A importância da formação

O papa lembrou a canonização da primeira santa australiana, Mary MacKillop, em 2010, destacando que a resposta valente da santa às dificuldades da vida pode ser fonte de inspiração também para muitos católicos de hoje, que se dispõem “a colaborar com a Nova Evangelização e com a difusão do Evangelho na sociedade”.

“Todos os membros da Igreja têm que ser formados na fé, desde uma catequese de qualidade para os pequenos e uma educação religiosa nas escolas católicas até os muito necessários programas de catequese para adultos”, indicou.

“Os sacerdotes e religiosos devem ser assistidos por uma formação contínua, com uma profunda vida espiritual num mundo onde a rápida secularização nos rodeia”.

O papa destacou a urgência de “garantir que todos os que estão confiados à responsabilidade de vocês entendam, aceitem e proponham a fé católica de forma inteligente e voluntariosa aos outros”.

Liturgia

Os bispos devem preocupar-se com as celebrações da liturgia.

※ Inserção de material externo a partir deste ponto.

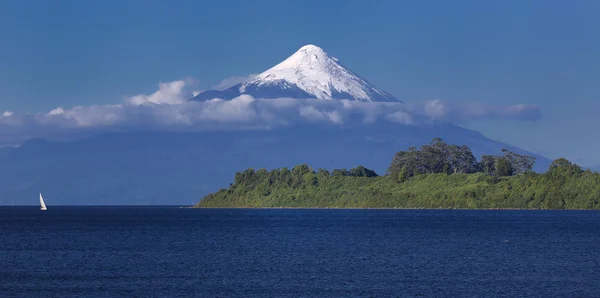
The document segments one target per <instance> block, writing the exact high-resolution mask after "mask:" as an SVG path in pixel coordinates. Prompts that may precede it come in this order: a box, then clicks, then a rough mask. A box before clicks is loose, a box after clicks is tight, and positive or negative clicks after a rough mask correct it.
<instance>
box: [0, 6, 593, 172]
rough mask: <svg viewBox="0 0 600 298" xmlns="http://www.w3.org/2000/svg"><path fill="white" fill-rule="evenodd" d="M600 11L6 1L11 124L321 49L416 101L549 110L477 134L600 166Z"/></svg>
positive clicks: (1, 51)
mask: <svg viewBox="0 0 600 298" xmlns="http://www.w3.org/2000/svg"><path fill="white" fill-rule="evenodd" d="M599 11H600V1H593V0H579V1H552V0H546V1H534V0H528V1H494V2H492V1H410V2H409V1H335V2H334V1H213V2H209V1H152V0H147V1H141V0H140V1H127V0H122V1H113V0H110V1H62V0H56V1H25V0H22V1H19V0H5V1H1V2H0V44H1V45H2V46H1V47H0V65H1V66H2V67H1V68H0V90H1V93H0V96H1V97H2V98H1V100H0V111H13V112H15V113H26V112H47V111H49V110H51V109H54V108H56V107H58V106H61V107H65V108H67V107H72V106H76V105H93V104H112V103H117V102H120V101H121V100H122V99H123V98H124V97H126V96H133V95H136V94H140V93H152V92H153V91H155V90H156V88H157V87H156V86H157V84H158V82H169V81H174V80H180V79H183V78H186V77H191V78H194V80H195V82H197V83H196V87H197V88H198V89H209V88H210V87H211V86H215V85H217V84H218V83H219V82H220V81H221V80H223V79H226V78H228V77H232V76H241V75H247V74H250V73H257V72H261V71H263V70H265V69H267V68H269V67H271V66H272V65H274V64H276V63H278V62H280V61H281V60H283V59H285V58H286V57H287V56H289V55H290V54H292V53H293V52H295V51H296V50H297V49H298V48H299V47H301V46H302V45H304V44H308V43H312V44H316V45H318V46H320V47H322V48H323V49H325V50H326V51H327V52H328V53H330V54H331V55H333V56H335V57H337V58H339V59H340V60H341V61H342V62H343V63H344V65H346V66H348V67H349V68H351V69H352V70H354V71H355V72H357V73H359V74H360V75H361V76H363V77H365V78H367V79H368V80H369V81H370V82H372V83H374V84H375V85H376V86H378V87H380V88H382V89H384V90H386V91H388V92H389V93H391V94H393V95H394V96H396V97H397V98H399V99H401V100H403V101H405V102H411V101H420V100H428V99H441V100H448V101H470V102H481V103H486V104H492V105H510V104H532V105H538V106H539V107H540V109H541V112H542V114H543V118H542V119H541V120H539V121H529V122H527V121H525V122H523V121H509V120H479V121H474V122H470V123H466V124H464V126H466V127H468V128H472V129H476V130H478V131H480V132H482V133H484V134H485V135H486V136H488V137H491V138H493V139H497V140H500V141H504V142H507V143H511V144H514V145H517V146H520V147H523V148H526V149H530V150H533V151H536V152H539V153H542V154H545V155H547V156H548V157H551V158H553V157H558V156H566V157H568V158H570V159H572V160H574V161H577V162H581V163H582V164H587V165H590V164H600V155H599V154H597V152H598V148H599V146H600V138H599V137H598V136H597V133H596V132H595V130H596V128H597V127H600V118H598V117H597V115H598V113H599V112H600V96H599V94H600V84H598V82H600V71H599V70H600V52H599V50H598V49H600V39H598V36H600V18H598V17H597V14H598V12H599Z"/></svg>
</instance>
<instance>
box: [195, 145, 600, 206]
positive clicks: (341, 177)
mask: <svg viewBox="0 0 600 298" xmlns="http://www.w3.org/2000/svg"><path fill="white" fill-rule="evenodd" d="M534 163H535V159H534V158H533V157H530V156H523V155H519V154H516V153H514V152H510V151H508V150H502V155H499V156H491V155H484V156H482V157H481V159H480V161H477V160H476V159H475V157H473V154H472V153H471V150H470V149H469V148H468V147H467V146H456V145H449V144H446V143H444V142H443V141H442V140H441V139H434V140H433V141H432V142H431V143H430V144H426V145H423V146H422V147H421V148H420V149H417V148H414V147H413V148H410V149H409V150H408V151H400V152H398V153H397V154H396V155H395V156H394V158H393V160H392V162H391V164H390V167H389V168H388V170H387V172H386V175H385V176H378V175H377V174H376V173H375V172H374V171H372V170H369V169H367V168H364V167H362V166H359V167H356V168H354V169H350V170H345V169H336V170H333V171H332V172H331V173H330V172H329V171H327V170H324V169H319V170H317V171H313V170H312V169H311V168H310V167H309V166H307V165H299V166H296V167H294V168H293V169H292V170H289V169H287V168H282V169H275V170H272V171H267V170H266V169H260V170H257V171H256V170H254V169H248V170H246V171H243V172H238V173H236V175H235V181H234V183H232V184H231V185H230V187H229V188H228V189H221V190H219V191H218V192H216V193H213V194H210V195H208V196H206V197H205V198H203V199H202V200H201V201H200V203H198V204H197V205H196V206H195V207H250V208H252V207H304V208H319V207H320V208H468V209H488V208H506V209H511V208H514V209H600V204H599V203H598V202H599V201H600V174H599V173H593V172H591V171H589V170H586V171H583V170H582V169H581V167H579V166H578V165H575V164H572V163H571V162H569V161H568V160H566V159H564V158H561V159H557V160H555V161H554V162H553V164H552V165H551V166H550V168H549V169H548V171H547V172H546V173H544V174H538V173H535V172H532V171H531V169H532V167H533V165H534Z"/></svg>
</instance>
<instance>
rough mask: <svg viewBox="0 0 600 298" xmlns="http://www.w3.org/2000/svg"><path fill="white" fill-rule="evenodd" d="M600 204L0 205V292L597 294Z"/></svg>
mask: <svg viewBox="0 0 600 298" xmlns="http://www.w3.org/2000/svg"><path fill="white" fill-rule="evenodd" d="M599 272H600V212H594V211H587V212H586V211H463V210H302V209H298V210H293V209H247V210H244V209H182V208H177V207H53V206H49V209H48V211H45V212H42V211H40V210H39V207H37V206H31V207H0V296H17V297H53V296H60V297H65V296H72V297H85V296H93V297H132V296H135V297H176V296H202V297H232V296H236V297H249V296H250V297H251V296H255V297H256V296H258V297H273V296H277V297H319V296H320V297H339V296H343V297H348V296H351V297H363V296H368V297H373V296H376V297H386V296H396V297H397V296H401V297H472V296H477V297H481V296H487V297H490V296H495V297H497V296H505V297H523V296H539V297H556V296H561V297H599V296H600V278H599V276H600V275H599Z"/></svg>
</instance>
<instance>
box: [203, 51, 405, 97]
mask: <svg viewBox="0 0 600 298" xmlns="http://www.w3.org/2000/svg"><path fill="white" fill-rule="evenodd" d="M241 94H248V95H251V96H253V97H256V98H279V97H291V98H302V99H304V98H317V99H322V100H335V99H349V100H356V101H386V102H401V101H399V100H397V99H396V98H395V97H393V96H392V95H390V94H389V93H387V92H385V91H383V90H380V89H377V88H375V87H374V86H372V85H371V84H369V82H367V81H366V80H365V79H363V78H361V77H360V76H359V75H357V74H356V73H354V72H352V71H351V70H349V69H347V68H346V67H344V66H343V65H342V64H341V63H340V62H339V61H338V59H336V58H335V57H331V56H329V55H328V54H327V53H326V52H325V51H323V49H321V48H320V47H318V46H315V45H305V46H303V47H301V48H300V49H299V50H298V51H296V53H294V54H293V55H291V56H290V57H288V58H287V59H285V60H284V61H283V62H281V63H279V64H277V65H275V66H274V67H272V68H270V69H268V70H266V71H265V72H263V73H261V74H259V75H257V76H255V77H253V78H252V79H250V80H248V81H247V82H244V83H241V84H237V85H235V86H233V87H231V88H229V89H226V90H223V91H217V90H209V91H206V92H202V93H200V94H198V95H197V96H195V97H193V98H192V100H198V101H204V100H209V99H213V98H222V99H232V98H235V97H237V96H240V95H241Z"/></svg>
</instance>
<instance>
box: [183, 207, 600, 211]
mask: <svg viewBox="0 0 600 298" xmlns="http://www.w3.org/2000/svg"><path fill="white" fill-rule="evenodd" d="M181 208H190V209H310V210H313V209H314V210H331V209H338V210H460V211H469V210H482V211H498V210H504V211H600V210H598V209H540V208H536V209H533V208H531V209H524V208H421V207H195V206H190V207H181Z"/></svg>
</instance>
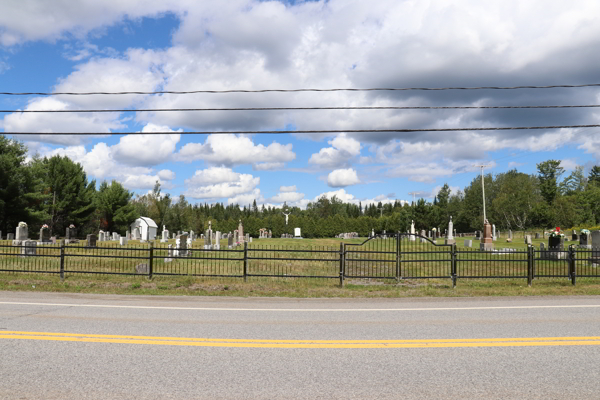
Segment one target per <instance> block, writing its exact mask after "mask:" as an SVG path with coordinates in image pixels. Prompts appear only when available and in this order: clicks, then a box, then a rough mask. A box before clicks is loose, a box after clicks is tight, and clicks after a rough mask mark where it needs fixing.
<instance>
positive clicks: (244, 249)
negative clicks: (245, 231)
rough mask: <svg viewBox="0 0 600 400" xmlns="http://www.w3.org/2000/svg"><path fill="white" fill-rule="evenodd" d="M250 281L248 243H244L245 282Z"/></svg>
mask: <svg viewBox="0 0 600 400" xmlns="http://www.w3.org/2000/svg"><path fill="white" fill-rule="evenodd" d="M247 281H248V242H246V241H245V242H244V282H247Z"/></svg>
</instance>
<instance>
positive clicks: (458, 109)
mask: <svg viewBox="0 0 600 400" xmlns="http://www.w3.org/2000/svg"><path fill="white" fill-rule="evenodd" d="M546 108H600V104H584V105H549V106H440V107H435V106H377V107H368V106H364V107H363V106H356V107H354V106H353V107H239V108H142V109H104V110H103V109H93V110H0V113H114V112H119V113H121V112H166V111H172V112H179V111H184V112H185V111H293V110H484V109H501V110H504V109H546Z"/></svg>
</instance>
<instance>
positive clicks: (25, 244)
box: [21, 239, 37, 257]
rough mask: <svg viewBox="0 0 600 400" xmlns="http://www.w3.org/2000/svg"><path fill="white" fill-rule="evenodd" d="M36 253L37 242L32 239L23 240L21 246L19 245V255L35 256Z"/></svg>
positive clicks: (24, 255)
mask: <svg viewBox="0 0 600 400" xmlns="http://www.w3.org/2000/svg"><path fill="white" fill-rule="evenodd" d="M36 254H37V242H35V241H33V240H29V239H27V240H23V246H22V247H21V255H22V256H23V257H27V256H35V255H36Z"/></svg>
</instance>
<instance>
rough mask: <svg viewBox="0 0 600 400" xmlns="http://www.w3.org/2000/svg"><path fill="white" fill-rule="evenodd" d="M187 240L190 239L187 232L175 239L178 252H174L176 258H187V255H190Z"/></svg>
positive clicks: (176, 249) (175, 242) (175, 246)
mask: <svg viewBox="0 0 600 400" xmlns="http://www.w3.org/2000/svg"><path fill="white" fill-rule="evenodd" d="M187 239H188V235H187V233H185V232H184V233H182V234H181V235H177V237H176V238H175V247H176V250H175V251H174V252H173V253H174V254H175V256H179V257H187V255H188V250H187Z"/></svg>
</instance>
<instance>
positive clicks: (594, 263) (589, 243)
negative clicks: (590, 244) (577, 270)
mask: <svg viewBox="0 0 600 400" xmlns="http://www.w3.org/2000/svg"><path fill="white" fill-rule="evenodd" d="M591 235H592V243H589V236H590V235H588V244H591V245H592V257H591V258H590V262H591V263H592V267H597V266H598V265H600V231H592V234H591Z"/></svg>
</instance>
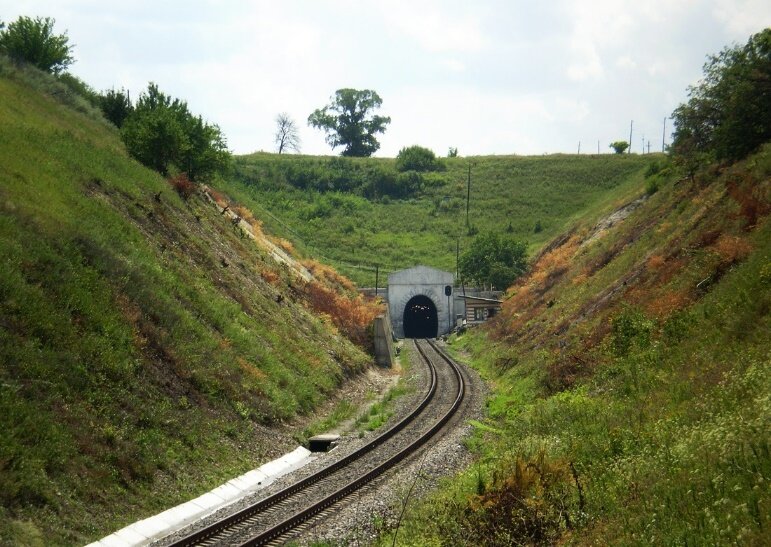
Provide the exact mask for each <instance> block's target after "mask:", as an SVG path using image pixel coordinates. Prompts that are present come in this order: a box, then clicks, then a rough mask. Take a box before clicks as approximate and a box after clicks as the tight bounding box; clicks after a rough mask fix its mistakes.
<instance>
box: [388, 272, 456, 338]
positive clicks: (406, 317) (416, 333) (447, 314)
mask: <svg viewBox="0 0 771 547" xmlns="http://www.w3.org/2000/svg"><path fill="white" fill-rule="evenodd" d="M453 282H454V276H453V275H452V274H451V273H450V272H444V271H442V270H437V269H435V268H430V267H428V266H415V267H413V268H408V269H406V270H400V271H398V272H393V273H391V274H390V275H389V276H388V308H389V310H390V315H391V325H392V327H393V331H394V334H395V335H396V336H397V337H398V338H435V337H437V336H439V335H442V334H446V333H448V332H450V329H451V326H452V324H453V318H454V317H455V310H454V309H453V308H454V300H455V299H454V298H453V296H454V295H453V296H450V297H449V298H448V296H447V295H446V293H445V290H446V287H450V289H451V290H452V287H453Z"/></svg>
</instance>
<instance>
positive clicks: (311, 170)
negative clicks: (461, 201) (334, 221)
mask: <svg viewBox="0 0 771 547" xmlns="http://www.w3.org/2000/svg"><path fill="white" fill-rule="evenodd" d="M410 148H415V147H410ZM400 154H402V152H400ZM257 158H259V160H258V161H256V162H255V161H254V160H255V159H257ZM434 161H435V163H434V164H433V167H432V168H431V169H426V168H425V167H424V168H422V169H421V170H415V169H409V168H407V167H413V166H412V165H404V163H403V162H400V161H399V158H397V159H396V161H394V160H385V159H384V160H363V159H358V158H347V157H331V158H320V157H307V156H281V157H280V158H279V157H274V156H272V155H268V154H265V155H262V154H260V155H256V156H250V157H249V159H248V161H240V160H236V170H237V171H238V173H239V175H240V176H242V177H243V179H244V181H245V182H247V183H249V184H258V185H260V186H262V187H263V188H265V187H267V186H272V187H274V188H275V189H277V190H278V189H280V186H281V185H282V184H287V185H289V186H292V187H294V188H297V189H300V190H313V191H316V192H321V193H327V192H347V193H353V194H356V195H359V196H362V197H365V198H367V199H370V200H373V201H379V200H383V199H406V198H410V197H414V196H417V195H419V194H420V193H421V192H423V191H424V190H426V189H429V188H435V187H439V186H442V185H444V184H445V183H446V177H445V176H444V174H443V173H441V172H438V171H441V170H443V166H442V165H441V163H440V162H439V160H436V159H435V160H434Z"/></svg>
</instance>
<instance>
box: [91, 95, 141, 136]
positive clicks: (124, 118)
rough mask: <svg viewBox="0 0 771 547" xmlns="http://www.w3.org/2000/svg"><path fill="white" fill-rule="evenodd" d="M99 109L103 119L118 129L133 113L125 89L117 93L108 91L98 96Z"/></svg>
mask: <svg viewBox="0 0 771 547" xmlns="http://www.w3.org/2000/svg"><path fill="white" fill-rule="evenodd" d="M99 108H101V110H102V114H104V117H105V118H107V119H108V120H110V121H111V122H112V123H113V124H115V127H118V128H120V127H122V126H123V122H125V121H126V118H128V117H129V116H130V115H131V113H132V112H133V111H134V106H133V105H132V104H131V97H129V92H128V91H126V90H125V89H121V90H119V91H116V90H115V89H108V90H107V91H105V92H104V93H102V94H100V95H99Z"/></svg>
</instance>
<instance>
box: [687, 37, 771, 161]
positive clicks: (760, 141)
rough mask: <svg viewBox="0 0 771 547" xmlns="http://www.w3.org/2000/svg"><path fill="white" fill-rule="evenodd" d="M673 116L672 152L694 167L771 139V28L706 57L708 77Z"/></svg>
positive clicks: (694, 87)
mask: <svg viewBox="0 0 771 547" xmlns="http://www.w3.org/2000/svg"><path fill="white" fill-rule="evenodd" d="M688 96H689V99H688V102H687V103H685V104H681V105H680V106H678V107H677V108H676V109H675V111H674V112H673V114H672V118H673V120H674V124H675V132H674V139H673V142H672V151H673V153H674V155H675V157H676V158H677V157H680V159H681V163H685V164H688V165H692V164H694V163H699V158H702V159H703V161H706V160H708V159H711V158H714V159H717V160H728V161H735V160H739V159H741V158H743V157H745V156H747V155H748V154H750V153H751V152H753V151H754V150H755V149H757V148H758V147H759V146H760V145H761V144H763V143H765V142H768V141H769V140H770V139H771V29H769V28H767V29H764V30H763V31H761V32H759V33H757V34H754V35H753V36H751V37H750V39H749V40H748V42H747V44H745V45H744V46H734V47H727V48H725V49H724V50H723V51H721V52H720V53H719V54H717V55H713V56H711V57H709V58H708V61H707V63H706V64H705V65H704V78H703V79H702V80H701V81H700V82H699V84H697V85H695V86H692V87H690V88H689V90H688Z"/></svg>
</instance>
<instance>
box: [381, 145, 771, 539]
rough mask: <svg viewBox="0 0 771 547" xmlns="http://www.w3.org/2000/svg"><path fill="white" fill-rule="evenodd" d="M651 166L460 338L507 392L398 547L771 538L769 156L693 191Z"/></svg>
mask: <svg viewBox="0 0 771 547" xmlns="http://www.w3.org/2000/svg"><path fill="white" fill-rule="evenodd" d="M655 171H656V169H651V170H650V171H649V173H648V175H649V176H648V178H647V186H648V187H649V188H650V189H653V188H655V187H658V188H659V189H658V191H657V192H656V193H654V194H653V195H652V196H650V198H649V199H647V201H645V203H643V204H642V205H640V206H639V207H638V208H637V209H636V210H635V211H633V212H632V213H631V214H630V215H629V216H628V217H627V218H626V219H624V220H620V221H617V222H616V223H615V225H614V226H612V227H608V226H604V227H603V228H601V229H598V228H599V226H598V224H596V222H597V219H598V217H597V216H595V215H588V216H587V217H586V218H584V219H583V220H582V221H580V222H579V223H578V224H577V226H576V227H575V229H573V230H572V231H569V232H567V233H565V234H564V235H563V236H562V237H560V238H557V239H555V240H554V241H552V243H551V244H549V245H548V246H547V247H546V248H545V252H544V253H543V254H541V255H540V256H539V257H538V259H537V260H535V262H534V264H533V265H532V269H531V271H530V273H529V274H528V275H527V276H526V277H525V278H523V279H522V280H521V281H520V282H518V283H517V284H516V285H515V286H514V287H512V288H511V289H510V290H509V292H508V296H509V298H508V300H507V301H506V303H505V307H504V311H503V313H502V314H501V315H500V317H498V318H497V319H496V320H495V321H494V322H493V323H491V324H488V325H487V326H486V327H485V328H483V329H479V330H476V331H471V332H468V333H466V334H464V335H462V336H460V337H457V338H454V339H453V340H452V348H453V349H454V351H456V352H457V353H458V354H459V355H463V356H466V357H470V359H471V362H472V363H473V365H474V366H475V367H476V368H477V369H478V370H480V372H481V373H482V374H483V375H484V376H485V377H486V378H487V379H488V380H489V381H490V382H491V383H492V385H493V387H494V391H493V394H492V396H491V397H490V399H489V401H488V403H487V419H486V420H485V422H484V423H480V424H477V426H478V434H477V435H476V437H475V439H474V441H473V442H472V445H473V447H474V449H475V450H476V451H477V453H478V456H479V459H478V463H477V464H476V465H475V466H474V467H473V468H472V469H470V470H468V471H467V472H466V473H465V474H463V475H462V476H461V477H460V478H459V479H455V480H453V481H452V483H449V484H448V485H447V486H446V488H445V489H444V490H443V491H442V492H441V493H439V494H437V495H435V496H432V497H431V498H430V499H429V500H427V501H426V502H424V503H421V504H419V505H417V506H413V508H412V510H411V511H408V513H407V515H408V518H407V520H406V521H405V522H404V523H403V524H402V529H401V530H400V533H399V544H400V545H468V544H474V545H509V544H544V545H546V544H548V545H552V544H571V545H572V544H579V545H734V544H740V545H761V544H765V543H766V542H767V541H768V537H769V536H768V534H769V527H770V526H771V494H770V493H769V480H771V453H770V448H771V447H770V446H769V440H770V439H769V431H771V402H770V401H771V349H770V348H771V344H770V343H769V342H770V341H771V340H770V337H769V333H771V313H770V312H771V222H769V213H770V212H771V145H767V146H766V147H765V149H764V150H763V151H762V152H761V153H759V154H757V155H755V156H753V157H751V158H749V159H748V160H746V161H744V162H742V163H740V164H737V165H734V166H732V167H728V168H723V169H722V170H717V169H712V170H710V171H709V172H706V173H702V174H701V175H699V176H698V177H697V178H696V179H695V180H694V181H690V180H688V179H681V178H679V177H678V176H677V175H676V174H675V173H674V172H672V171H671V170H670V169H669V168H668V167H667V168H664V169H662V170H661V171H660V172H659V173H655ZM639 193H640V194H641V195H642V194H643V188H642V186H641V187H640V189H639ZM382 543H383V544H384V545H390V544H391V538H390V537H386V538H384V539H383V541H382Z"/></svg>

O papa indicou que a nova tradução do Missal Romano “pretende enriquecer e aprofundar o sacrifício de louvor oferecido a Deus pelo seu povo”.

“Ajudem o clero a acolher e valorizar o foi conseguido, para ajudarem os fiéis com a nova tradução”.

“Façam tudo para ajudar os catequistas e músicos nas respectivas preparações para fazer da celebração do rito romano um momento de graça e de beleza, digno do Senhor e espiritualmente enriquecedor para todos”.